Wednesday, September 13, 2006
Pandan Angku Kueh
220 gm. of split-skinned green beans (soaked for at least 4 hours then steam)
120 gm. sugar
100 gm. water
1/4 tsp. salt
50 gm. cooking oil
2 - 3 pcs of pandan leaves
(1) After soaking the beans for 4 hours, steam the beans for about 45 mins. till soft then blend it while hot till fine.
(2) Boil water, sugar , salt and pandan leaves in a wok till boiling point.
(3) Pour in blended beans and fry.
(4) Add in oil and fry till almost dry and well mixed.
(5) Remove from fire and set aside to cool.

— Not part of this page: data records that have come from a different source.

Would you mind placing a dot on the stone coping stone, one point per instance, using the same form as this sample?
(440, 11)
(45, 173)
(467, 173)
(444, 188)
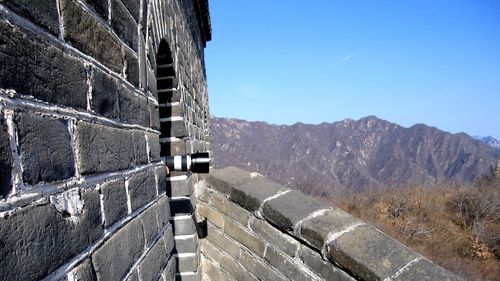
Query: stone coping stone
(252, 194)
(287, 210)
(369, 254)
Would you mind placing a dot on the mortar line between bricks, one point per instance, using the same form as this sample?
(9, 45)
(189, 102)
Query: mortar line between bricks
(59, 273)
(297, 227)
(63, 112)
(335, 235)
(63, 46)
(43, 190)
(402, 269)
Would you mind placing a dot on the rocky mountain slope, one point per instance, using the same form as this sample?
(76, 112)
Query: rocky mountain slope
(350, 155)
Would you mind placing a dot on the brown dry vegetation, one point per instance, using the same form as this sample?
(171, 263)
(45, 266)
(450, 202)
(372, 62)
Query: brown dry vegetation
(457, 227)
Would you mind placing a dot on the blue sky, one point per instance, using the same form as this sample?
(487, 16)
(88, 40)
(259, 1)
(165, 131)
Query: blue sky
(433, 62)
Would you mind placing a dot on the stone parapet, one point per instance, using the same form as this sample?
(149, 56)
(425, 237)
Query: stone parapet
(260, 230)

(6) Divide into small portions according to your mould..about 20 gm.
Ingredients for skin:
200 gm. glutinous rice flour
75 ml. thick coconut milk (if you don't like coconut milk, substitute with evaporated milk)
75 ml. pandan juice (blend about 3 pcs of pandan leaves with water)
75 gm. water
25 gm. sugar
1/4 tsp. salt
a little green colouring (omit if your pandan juice is green enough)
2 Tbsp. oil
(1) Sieve glutinous rice flour into a bowl.
(2) Boil coconut milk, pandan juice, water, sugar and salt till boiling then pour into the glutinous rice flour and mix it into a soft pliable dough.
(3) Divide dough into small portions of about 30 gm. each (depending on the size of your mould) and wrap with green bean paste.
(4) Press into angku kueh mould and then knock it out onto a piece of banana leaf.
(5) Steam over medium heat for 10 mins.
(6) Glaze hot angku kueh with some cooked oil.